Odette meninggalkan dirinya di tengah keramaian dan berjalan melewati taman hiburan tempat kegelapan mulai turun.  Musik ceria yang dimainkan oleh pengamen, tawa orang-orang, dan teriakan keras pedagang kaki lima yang memanggil pelanggan dibawa oleh angin dingin.

Sebagian besar pengunjung bergegas melihat Istana Listrik.  Odette yang sedang berjalan di kawasan sepi jauh dari keramaian, berhenti di depan seorang pedagang kaki lima yang berbau harum.  Itu adalah kios yang menjual permen kapas.

benang peri.

Menghadapi papan nama yang sama dua tahun lalu, saya ingat Bastian sejak hari saya mengantri untuk membeli permen kapas.  Jalan yang kita lalui bergandengan tangan.  Sebuah istana listrik menyala dengan lampu warna-warni.  Musik yang mengalir dari komidi putar.  Kenangan yang saya tidak tahu saya ingat juga mengikuti.

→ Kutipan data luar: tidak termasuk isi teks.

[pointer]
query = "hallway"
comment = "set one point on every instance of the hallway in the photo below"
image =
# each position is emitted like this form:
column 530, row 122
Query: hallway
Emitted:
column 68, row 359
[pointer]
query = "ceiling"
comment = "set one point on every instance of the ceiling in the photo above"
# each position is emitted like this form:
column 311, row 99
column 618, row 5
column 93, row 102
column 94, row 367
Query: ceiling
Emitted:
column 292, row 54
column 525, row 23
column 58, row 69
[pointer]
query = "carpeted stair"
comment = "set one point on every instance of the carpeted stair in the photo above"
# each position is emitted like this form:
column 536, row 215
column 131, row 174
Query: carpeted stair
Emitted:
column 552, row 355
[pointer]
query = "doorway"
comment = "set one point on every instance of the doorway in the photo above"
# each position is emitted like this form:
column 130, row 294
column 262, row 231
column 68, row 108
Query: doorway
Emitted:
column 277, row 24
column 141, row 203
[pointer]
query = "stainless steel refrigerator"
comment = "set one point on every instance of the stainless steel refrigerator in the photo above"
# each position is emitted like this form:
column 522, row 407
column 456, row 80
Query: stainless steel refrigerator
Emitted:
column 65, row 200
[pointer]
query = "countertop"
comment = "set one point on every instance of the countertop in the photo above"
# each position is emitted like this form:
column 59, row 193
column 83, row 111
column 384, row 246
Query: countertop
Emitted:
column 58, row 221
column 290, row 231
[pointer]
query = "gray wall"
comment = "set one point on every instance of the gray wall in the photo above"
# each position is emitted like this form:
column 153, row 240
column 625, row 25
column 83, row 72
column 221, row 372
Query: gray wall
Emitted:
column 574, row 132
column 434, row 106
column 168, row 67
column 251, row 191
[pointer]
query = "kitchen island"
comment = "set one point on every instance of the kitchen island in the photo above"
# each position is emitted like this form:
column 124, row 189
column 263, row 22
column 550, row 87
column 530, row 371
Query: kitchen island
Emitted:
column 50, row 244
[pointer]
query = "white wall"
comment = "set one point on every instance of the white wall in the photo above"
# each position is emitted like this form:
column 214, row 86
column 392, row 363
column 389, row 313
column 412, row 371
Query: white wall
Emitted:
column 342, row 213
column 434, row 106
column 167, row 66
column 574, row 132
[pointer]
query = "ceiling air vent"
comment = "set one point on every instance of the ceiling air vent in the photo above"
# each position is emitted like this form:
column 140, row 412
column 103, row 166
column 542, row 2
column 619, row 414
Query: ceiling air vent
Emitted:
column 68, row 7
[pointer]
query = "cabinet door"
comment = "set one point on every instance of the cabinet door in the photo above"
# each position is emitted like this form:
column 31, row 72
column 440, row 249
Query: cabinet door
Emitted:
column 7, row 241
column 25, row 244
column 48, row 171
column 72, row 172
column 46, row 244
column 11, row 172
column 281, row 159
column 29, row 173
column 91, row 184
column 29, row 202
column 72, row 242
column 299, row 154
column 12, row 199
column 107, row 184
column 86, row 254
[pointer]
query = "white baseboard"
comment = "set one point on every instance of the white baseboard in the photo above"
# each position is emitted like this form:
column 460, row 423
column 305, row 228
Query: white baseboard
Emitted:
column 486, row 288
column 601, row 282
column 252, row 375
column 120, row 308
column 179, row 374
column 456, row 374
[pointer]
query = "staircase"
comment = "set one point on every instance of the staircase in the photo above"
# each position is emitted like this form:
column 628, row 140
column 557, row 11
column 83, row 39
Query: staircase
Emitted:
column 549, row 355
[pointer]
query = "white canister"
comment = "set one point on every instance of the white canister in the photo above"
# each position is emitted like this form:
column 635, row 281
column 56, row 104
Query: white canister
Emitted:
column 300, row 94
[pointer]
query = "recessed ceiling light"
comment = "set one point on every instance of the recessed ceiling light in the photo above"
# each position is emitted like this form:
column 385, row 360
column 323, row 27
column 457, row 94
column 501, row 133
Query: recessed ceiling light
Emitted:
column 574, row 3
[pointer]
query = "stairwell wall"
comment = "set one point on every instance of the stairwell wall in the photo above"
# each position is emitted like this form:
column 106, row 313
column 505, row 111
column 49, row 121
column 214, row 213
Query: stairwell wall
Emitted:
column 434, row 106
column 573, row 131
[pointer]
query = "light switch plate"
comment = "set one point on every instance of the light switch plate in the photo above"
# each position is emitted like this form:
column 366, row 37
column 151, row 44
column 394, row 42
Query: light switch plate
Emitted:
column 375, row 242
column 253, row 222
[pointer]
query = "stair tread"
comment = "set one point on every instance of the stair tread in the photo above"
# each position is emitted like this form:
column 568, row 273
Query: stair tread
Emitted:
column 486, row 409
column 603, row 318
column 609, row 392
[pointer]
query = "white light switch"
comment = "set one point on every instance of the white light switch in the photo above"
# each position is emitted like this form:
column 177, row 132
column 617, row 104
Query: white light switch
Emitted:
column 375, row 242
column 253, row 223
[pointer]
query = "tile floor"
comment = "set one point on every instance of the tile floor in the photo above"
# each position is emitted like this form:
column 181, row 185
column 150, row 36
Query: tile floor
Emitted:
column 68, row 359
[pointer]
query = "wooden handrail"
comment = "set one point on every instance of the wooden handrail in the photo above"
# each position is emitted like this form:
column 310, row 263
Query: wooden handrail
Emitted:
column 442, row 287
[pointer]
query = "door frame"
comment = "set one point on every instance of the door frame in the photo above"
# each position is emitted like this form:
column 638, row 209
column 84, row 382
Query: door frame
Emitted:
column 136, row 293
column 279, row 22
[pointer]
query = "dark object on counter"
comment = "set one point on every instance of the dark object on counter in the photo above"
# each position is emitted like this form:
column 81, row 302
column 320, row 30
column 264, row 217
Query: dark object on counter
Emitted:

Potongan-potongan masa lalu yang hancur menusuk hati Odette, tetapi Odette tidak bisa melepaskan langkahnya dengan mudah.  Ketika saya mengingat permen kapas yang saya jatuhkan bahkan tanpa makan, saya tiba-tiba merasa lapar.  Itu adalah keinginan yang tiba-tiba dan sengit yang bahkan mempermalukan dirinya sendiri.

"Bisakah saya mendapatkan Anda satu?"

Pemilik pedagang kaki lima dengan senyum di wajahnya dengan ramah mendekati saya.

Odette yang asal-asalan mencari tasnya tiba-tiba menyadari bahwa dirinya bangkrut.  Saya berlari keluar hotel dengan iseng, jadi saya tidak mendapatkan satu koin pun.  Dia bahkan tidak memakai mantel.

“…  …  TIDAK.  Apakah kamu baik-baik saja."

Odette menolak dengan senyum canggung dan buru-buru meninggalkan stan permen kapas.  Aku mencoba membuka selendang di bahuku, tapi terlalu banyak untuk menghalangi dinginnya malam musim gugur ketika musim dingin mendekat.

Saya pikir saya harus kembali.

Saya dalam kondisi yang buruk.  Jika Anda masuk angin, rencana Anda mungkin terganggu.  Odette tahu betul bahwa risiko seperti itu tidak boleh diambil.  Meski begitu, betapa bodohnya aku sampai tidak bisa membelokkan langkahku.

Odette dengan keras kepala melihat ke depan dan berjalan pergi.  Melewati wahana dengan anak-anak yang bersemangat dan pedagang kaki lima yang berbau berminyak dan manis, semakin jauh.  Jalan bodoh berakhir hanya ketika mencapai titik di mana tidak ada jalan lagi untuk pergi.

Odette berdiri di ujung jalan dan perlahan mengangkat kepalanya.  Kincir ria di ujung taman hiburan menerangi langit malam.

Sementara keluarga dan kekasih dengan wajah bahagia naik turun kincir ria berulang kali, Odette berdiri sendiri dan tetap di tempatnya.  Matanya, memandangi roda emas raksasa yang berputar lambat, bengkak transparan karena air mata.

Odette sudah memutuskan bahwa dia tidak boleh melahirkan anak ini, saat dia pertama kali meramalkan kehamilannya.  Pikiran itu, tentu saja, tidak berubah bahkan sampai sekarang.

Bastian Clauswitz adalah seorang pria yang tidak bisa mencintai anak yang diperolehnya dengan tujuan menyakiti wanita yang dibencinya.  Terlihat jelas bagaimana ibu tiri akan memperlakukan anak yang tidak terlihat oleh ayahnya.  Bukankah Sandrin sudah memperingatkanmu?  Jika dia melahirkan anak lelaki itu, bahkan satu kali seumur hidup, banyak hal akan terjadi yang akan membuat hatinya hancur karena dia merasa kasihan pada anaknya.